In the grounds of the judgement, the CJEU came to a different conclusion than AG Wathelet and found that arbitral tribunals in investment disputes are not courts of Member States within the meaning of Article 267 TFEU and they cannot request a preliminary ruling when faced with a question of application of the EU law. The Court also drew a line between the investment arbitration and commercial arbitration.

The Court has not considered that the conformity with the EU law could be ensured through the assistance of national courts at the seat of the arbitral tribunal (as considered in C-102/81, Nordsee Deutsche Hochseefischerei GmbH v Reederei Mond Hochseefischerei Nordstern AG & Co. KG). Even the fact that the case at hand has been referred to the CJEU by a national court (the German Bundesgerichtshof) in the course of the revision of an arbitral award has not led the CJEU to a conclusion that such a procedure might be sufficient to ensure the conformity of arbitral awards with the EU law (as in the case C-174/84, Bulk Oil (Zug) AG v. Sun International Ltd. and Sun Oil Trading Co.).

It should also be pointed out that the European Commission so far presented a threefold approach to investment arbitration under an intra-EU BIT. Firstly, it acted as amicus curiae to arbitral tribunals; secondly, it intervened in revision stages of awards (including the ICSID ad hoc Committee) and thirdly, by initiating infringement proceedings against the Member States that were reluctant to terminate their intra-EU BITs. The first approach, at least in theory, could give the European Commission an opportunity to present its views on the merits of the case. Similar chance was available in the second approach, although it was limited to the challenge grounds, usually including public policy considerations. In contrast to the latter, the third approach in its essence ignored circumstances of a specific case and questioned the dispute resolution mechanism under intra-EU BITs as a whole. In the Achmea decision, the CJEU did not consider whether the first two options could be sufficient to safeguard the autonomy of the EU law but endorsed the latter approach instead.
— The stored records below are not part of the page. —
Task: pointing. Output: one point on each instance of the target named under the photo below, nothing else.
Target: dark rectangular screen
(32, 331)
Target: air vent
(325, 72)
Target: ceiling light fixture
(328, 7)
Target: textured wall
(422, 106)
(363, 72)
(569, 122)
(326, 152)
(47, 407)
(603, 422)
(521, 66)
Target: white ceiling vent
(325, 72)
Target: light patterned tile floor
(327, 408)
Thus, the CJEU left little doubt as to the prospective outcome of the infringement proceedings, if they ever make it to the Luxembourg courtrooms.
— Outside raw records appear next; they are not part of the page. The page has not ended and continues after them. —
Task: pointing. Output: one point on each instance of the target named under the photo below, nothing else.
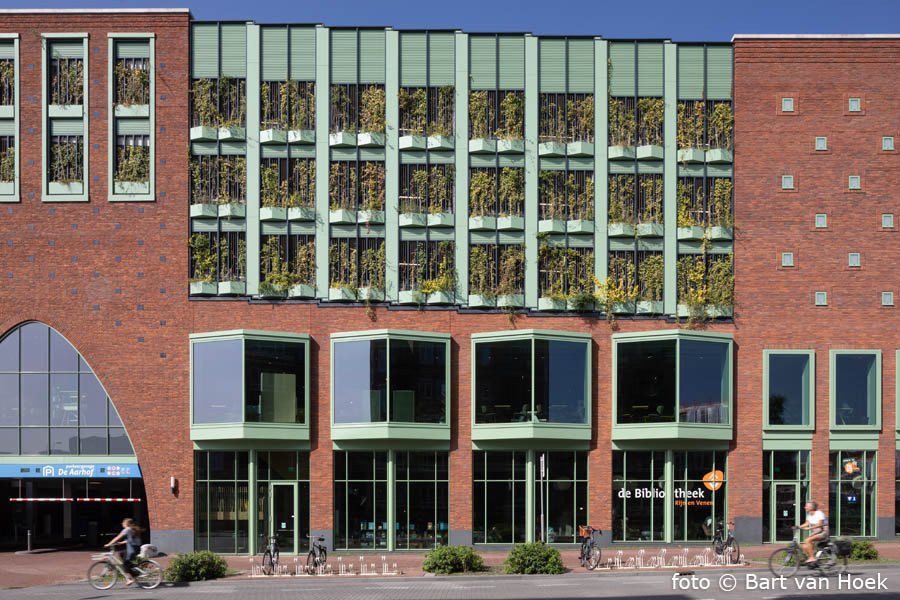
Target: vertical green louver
(482, 62)
(552, 65)
(650, 69)
(718, 72)
(581, 66)
(274, 53)
(690, 72)
(413, 59)
(343, 56)
(512, 63)
(204, 50)
(441, 50)
(234, 50)
(371, 56)
(622, 78)
(303, 53)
The possible effects of the judgement should be considered against the background of the 2015 non-paper agreed by the delegation of five Member States (the ‘first group states’ as referred to in the AG Wathelet’s opinion in the Achmea case). The non-paper identified three options of possible mechanism of binding and enforceable resolution of investment disputes: by conferring the jurisdiction in investment disputes directly to the CJEU, by establishing a permanent investment tribunal comparable to the Unified Patent Court, or to rely on the Permanent Court of Arbitration in The Hague as a court common to all Member States. The two latter options will only meet the essential requirement under the Achmea judgement if they prevent the adverse effect on the autonomy of EU law, in particular by providing for the procedure of reference for a preliminary ruling.

After the Achmea judgement, the Member States (and the ‘second group states’ as the usual suspects in particular) may breathe a sigh of relief. At first glance, the ‘freezing effect’ of the prospect of being summoned before an arbitral tribunal for making use of its regulatory powers seems diminished. Yet, it could be premature to perceive the Achmea judgement as strengthening the host state’s position. In fact, the CJEU has augmented its own position and secured its judicial monopoly.
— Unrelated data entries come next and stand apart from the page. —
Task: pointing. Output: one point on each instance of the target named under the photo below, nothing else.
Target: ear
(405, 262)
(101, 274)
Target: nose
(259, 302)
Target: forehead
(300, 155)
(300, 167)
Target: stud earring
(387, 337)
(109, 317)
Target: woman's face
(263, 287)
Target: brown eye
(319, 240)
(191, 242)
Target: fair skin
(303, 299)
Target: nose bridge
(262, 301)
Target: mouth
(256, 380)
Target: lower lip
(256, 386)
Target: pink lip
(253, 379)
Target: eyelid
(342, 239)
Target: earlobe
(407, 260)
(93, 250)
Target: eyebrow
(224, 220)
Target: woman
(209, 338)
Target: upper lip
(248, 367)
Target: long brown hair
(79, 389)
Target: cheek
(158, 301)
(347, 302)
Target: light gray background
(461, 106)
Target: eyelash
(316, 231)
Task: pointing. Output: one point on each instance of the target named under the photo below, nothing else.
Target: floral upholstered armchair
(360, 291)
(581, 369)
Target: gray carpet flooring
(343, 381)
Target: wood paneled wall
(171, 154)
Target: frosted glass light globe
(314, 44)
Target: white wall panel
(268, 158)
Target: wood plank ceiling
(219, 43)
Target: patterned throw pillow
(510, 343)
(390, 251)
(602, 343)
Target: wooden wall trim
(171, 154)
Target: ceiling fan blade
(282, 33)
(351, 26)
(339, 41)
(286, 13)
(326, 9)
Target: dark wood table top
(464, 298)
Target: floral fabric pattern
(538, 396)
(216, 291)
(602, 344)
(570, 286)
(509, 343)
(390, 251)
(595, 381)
Where does that leave the protection of investment within the Single Market? The European Commission’s approach in the proceedings was based on the premise that the EU law itself already provides for ‘full protection’ of investment. The CJEU stressed the importance of common values under Article 2 TFEU, as well as mutual trust and the principle of sincere cooperation. By endorsing the European Commission’s view, the CJEU effectively vouched for the same ‘full protection’ of EU law, whether specific investment protection legislation will be introduced into the EU law (as proposed here) or not. Therefore, the Achmea judgement should be seen in its essence as a promise. Investors within the EU have been left with little choice but to rely on it. It remains to be seen if the European Commission and the CJEU can deliver on that promise.

The views set out in this publication are those of the author and do not necessarily reflect the opinion of any entity he may be associated with.